Ancient (pre BCE),  ER,  Scotland,  Western Europe

Clava Cairns

Photograph courtesy of http://www.truehighlands.com
Photograph courtesy of http://www.truehighlands.com

The main attraction in the area around Inverness is the site of the Battle of Culloden.  However, there is another site nearby that is also an important part of Scotland’s past.  One mile southeast of the battlefield set on a terrace above the River Nairn are the Clava Cairns also called the Balnuaran of Clava.  These are three cairns and a number of free standing stones which date from the late Neolithic period.  Although it is thought by scholars that there may have been at least two additional structures, the three that are left have been designated the Northeast Cairn, Central Cairn and Southwest Cairn.  These site is thought to be a part of a system of cairns in the Inverness-Nairn Valley, which correspond to a pattern corresponding to planetary movement.

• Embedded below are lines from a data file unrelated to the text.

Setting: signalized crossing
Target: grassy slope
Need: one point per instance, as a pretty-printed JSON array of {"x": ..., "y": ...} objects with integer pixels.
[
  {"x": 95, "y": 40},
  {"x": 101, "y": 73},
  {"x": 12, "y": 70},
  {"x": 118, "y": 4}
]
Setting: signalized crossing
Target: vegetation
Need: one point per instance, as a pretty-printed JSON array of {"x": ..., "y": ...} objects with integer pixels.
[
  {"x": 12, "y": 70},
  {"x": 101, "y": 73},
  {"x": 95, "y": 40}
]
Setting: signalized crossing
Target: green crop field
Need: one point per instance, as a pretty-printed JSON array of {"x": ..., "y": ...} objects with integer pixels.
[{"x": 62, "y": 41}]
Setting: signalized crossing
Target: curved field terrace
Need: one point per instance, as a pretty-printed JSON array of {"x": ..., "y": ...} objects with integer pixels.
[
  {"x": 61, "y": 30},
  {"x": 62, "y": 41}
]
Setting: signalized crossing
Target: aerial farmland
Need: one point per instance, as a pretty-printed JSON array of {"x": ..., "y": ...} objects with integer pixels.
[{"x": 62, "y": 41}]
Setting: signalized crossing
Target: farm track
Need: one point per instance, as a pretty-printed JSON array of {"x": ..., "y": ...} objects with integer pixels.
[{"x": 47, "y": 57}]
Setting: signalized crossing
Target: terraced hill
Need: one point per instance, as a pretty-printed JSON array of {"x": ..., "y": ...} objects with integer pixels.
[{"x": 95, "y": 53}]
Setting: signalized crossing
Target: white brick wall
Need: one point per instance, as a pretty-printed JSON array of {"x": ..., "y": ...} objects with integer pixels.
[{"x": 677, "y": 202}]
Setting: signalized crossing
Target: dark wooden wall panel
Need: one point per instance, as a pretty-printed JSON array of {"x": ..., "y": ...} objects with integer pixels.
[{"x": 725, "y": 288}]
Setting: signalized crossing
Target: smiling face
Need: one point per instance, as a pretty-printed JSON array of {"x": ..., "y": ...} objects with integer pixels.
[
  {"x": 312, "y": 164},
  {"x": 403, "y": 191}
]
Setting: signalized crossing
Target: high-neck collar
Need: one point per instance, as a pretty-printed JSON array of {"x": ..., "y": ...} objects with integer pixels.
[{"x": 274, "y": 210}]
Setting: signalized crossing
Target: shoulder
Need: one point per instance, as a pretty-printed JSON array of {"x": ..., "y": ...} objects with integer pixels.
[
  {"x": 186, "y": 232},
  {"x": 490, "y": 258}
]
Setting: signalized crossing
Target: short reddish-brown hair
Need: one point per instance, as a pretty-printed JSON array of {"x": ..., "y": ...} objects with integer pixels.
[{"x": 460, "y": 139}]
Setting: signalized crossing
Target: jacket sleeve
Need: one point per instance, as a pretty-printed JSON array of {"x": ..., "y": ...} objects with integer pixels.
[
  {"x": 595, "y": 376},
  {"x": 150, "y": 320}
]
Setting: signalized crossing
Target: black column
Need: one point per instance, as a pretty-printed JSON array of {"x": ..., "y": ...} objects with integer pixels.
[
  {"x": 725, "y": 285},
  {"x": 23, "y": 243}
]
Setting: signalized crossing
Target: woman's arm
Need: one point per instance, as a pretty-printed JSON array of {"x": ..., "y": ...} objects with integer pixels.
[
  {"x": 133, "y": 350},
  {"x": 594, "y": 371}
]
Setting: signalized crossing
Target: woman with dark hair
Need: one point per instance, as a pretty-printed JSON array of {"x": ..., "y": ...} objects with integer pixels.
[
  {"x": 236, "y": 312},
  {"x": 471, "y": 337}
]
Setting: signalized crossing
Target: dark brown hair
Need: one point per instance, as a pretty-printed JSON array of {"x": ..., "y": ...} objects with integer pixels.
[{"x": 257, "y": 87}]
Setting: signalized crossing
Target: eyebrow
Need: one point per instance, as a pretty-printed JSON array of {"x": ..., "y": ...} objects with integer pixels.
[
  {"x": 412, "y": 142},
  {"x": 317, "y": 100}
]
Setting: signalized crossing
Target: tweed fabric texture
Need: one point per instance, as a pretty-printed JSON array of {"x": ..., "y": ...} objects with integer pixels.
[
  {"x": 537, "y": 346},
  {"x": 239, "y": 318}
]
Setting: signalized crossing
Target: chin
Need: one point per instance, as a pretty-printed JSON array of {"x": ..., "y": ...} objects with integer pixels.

Both the Northeast and the Southwest Cairns are passage graves.  This means there is an inner chamber, which is linked to the outside by a passage.  These are both fifty feet in diameter and are currently about three feet high, but at the time of construction were thought to be up to ten feet high.  Like at New Grange (For more on New Grange, please see this post:  http://www.historynaked.com/new-grange/ )  the passages into the tombs align with the midwinter sun.  On the winter solstice, sunlight streams into the passageways illuminating the grave chambers within which would have been in darkness every other day of the year.  Both of these graves are surrounded by kerbstones.  On the Northeastern passage grave, one kerbstone is has several “cup marks”.  These are circular indentations purposely chiseled into the stone, however, it is not known what these were made for.  The Central Cairn is a ring cairn, which means there is no passage linking the inside room to the outside.  All of the cairns are surrounded by a ring of standing stones.  It has been suggested that the fictional Craigh na Dun from Diana Gabaldon’s Outlander series was inspired by this site.  There is a second smaller site nearby called Milton of Clava.  It is a single standing stone.  There is also a ruins of a medieval chapel built much later.  

Photograph courtesy of http://www.truehighlands.com

Excavations at the site have shown the sites had been used from their creation around 2500 BCE and was in continual use for over 1000 years. Then the site was intermittently used until about 770 CE.  Remains of another ring cairn can be found near the original site and the medieval chapel ruins at Milton of Clava.  Unfortunately, we do not know much about the builders or those who were buried here.  Excavations beginning in 1828 did damage to the site and eradicated evidence.  However, evidence was found in the 1950s that some bodies were cremated here.  Studies of the in the 1990’s by Professor R. Bradley, theorize that the site was originally constructed “during a single phase”.  However, he was still puzzled by the ring and cup carvings on the kerbstones.  It is not known what part these played in the rituals conducted here or if they were made by earlier civilizations.  Despite the finds of cremated bones, no complete sets of remains have ever been found.